Sub Foo(a as integer = -1, b as string = "", c as Date = nil)
End Sub
Sub Foo(paramarray values as Pair)
End Sub

Then Foo could be called as

Foo(123, "345")
Foo(123, "345", New Date)
Foo( "c":New Date)
Foo( "b":"345" , "c":New Date)
Foo( "a":123, "c":New Date)

NOTE that the “names” of the parameters have to be a literal type – in this case a string.

In this set up though we cant use no parameters. So let’s alter the set up to have at least one parameter otherwise the compiler will have an ambiguous overload in the case there are no parameters. It couldn’t distinguish between the call to Foo where it should use all default parameters and an empty paramarray.
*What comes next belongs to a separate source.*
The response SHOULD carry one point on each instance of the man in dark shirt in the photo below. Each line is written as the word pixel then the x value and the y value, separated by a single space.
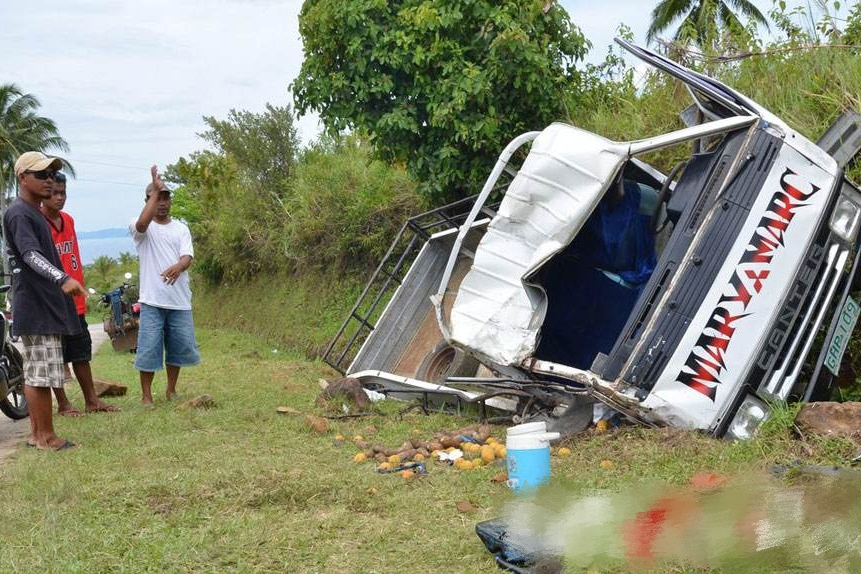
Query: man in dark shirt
pixel 41 294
So now our declarations look like

Sub Foo(a as integer = -1, b as string = "", c as Date = nil)
End Sub
Sub Foo(value as pair, paramarray values as Pair)
End Sub

And we’ll be able to call this like

// these are positional
Foo
Foo(123)
Foo(123, "345")
Foo(123, "345", New Date)

// the use "named" parameters
Foo( "c":New Date)
Foo( "b":"345" , "c":New Date)
Foo( "a":123, "c":New Date)

So we’re on our way to being able to use either positional parameters OR named parameters. Now how do we make use of the overload that supports named parameters to call the one that supports positional parameters ?

In this method we need to

  • make sure we declare one local variable of the same type for each positional parameter
  • make sure we set these local variables default value to the same default values as the version that uses positional parameters
  • process the FIRST pair and all subsequent pairs in the same fashion and assign values to the local variables

Following all those admonitions the code in the version of foo using named parameters looks like

Dim a As Integer = -1
Dim b As String 
Dim c As Date

Select Case value.Left
Case "a"
  a = value.Right.IntegerValue
Case "b"
  b = value.Right.StringValue
Case "c"
  c = value.Right
End Select

For i As Integer = 0 To values.ubound
  
  Select Case values(i).Left
  Case "a"
    a =  values(i).Right.IntegerValue
  Case "b"
    b =  values(i).Right.StringValue
  Case "c"
    c =  values(i).Right
  End Select
  
Next

foo(a, b, c)

There are caveats to this technique though. Positional parameters will be checked by the compiler for type, the “named parameter” version will only be checked that the passed items ARE pairs. The names and values contained by those pairs are variants and so can be anything. And you can pass the same named parameter multiple times since the compiler is unaware of named parameters. And you can’t use “byref” parameters with the named parameter version – you COULD use reference types though.

I’d love to see Xojo support named and positional parameters using a syntax that looks like “pairs” as first presented.

In the mean time this is what we have.